Meta-analysis results
The main meta-analysis results of the correlation between rs895819 A > G and cancer susceptibility are listed in Table 2. In the overall analysis, we couldn't detect an association of the rs895819 polymorphism with cancer risk in all five genetic models. However, when analysis was stratified by ethnicity, a decreased cancer risk was observed in the Caucasian population (AG vs. AA: OR = 0.87, 95% CI = 0.79-0.96; GG+AG vs.

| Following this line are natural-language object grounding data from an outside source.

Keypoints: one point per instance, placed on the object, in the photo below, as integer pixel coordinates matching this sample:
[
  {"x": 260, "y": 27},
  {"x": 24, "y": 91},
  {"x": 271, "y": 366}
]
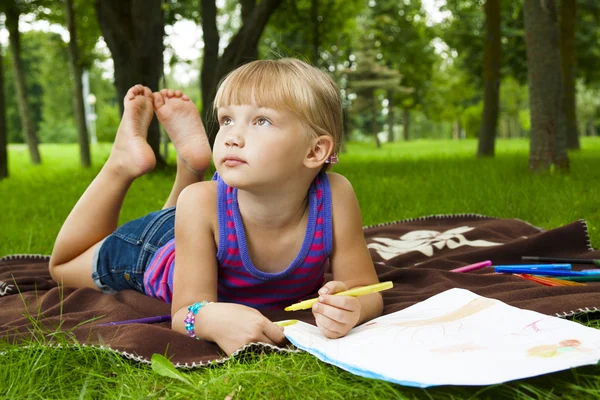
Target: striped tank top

AA: OR = 0.89, 95% CI = 0.81-0.98), while no significant correlation was found among Asians in all the genetic models (Table 2) (Figure 2). Moreover, the stratified analysis by cancer type revealed that rs895819 was associated with an increased risk of colorectal cancer (G vs. A: OR = 1.19, 95% CI = 1.08-1.32; GG vs. AA: OR = 1.58, 95% CI = 1.28-1.96; GG vs. AG+AA: OR = 1.58, 95% CI = 1.29-1.93), and a decreased risk of breast cancer (G vs. A: OR = 0.93, 95% CI = 0.87-0.99; GG+AG vs. AA: OR = 0.91, 95% CI = 0.83-0.99) (Table 2) (Figure 3). Nevertheless, we didn't find an association of the rs895819 polymorphism with risks of lung cancer, gastric cancer, prostate cancer, gallbladder cancer, cervical cancer, renal cell cancer, ovarian cancer and esophageal squamous cell carcinoma. We also performed the subgroup analysis by source of controls and the result indicated that there was no association between rs895819 and cancer risk in either population-based subgroup or hospital-based subgroup.
Table 2. Meta-analysis results of the association between rs895819 and cancer risk.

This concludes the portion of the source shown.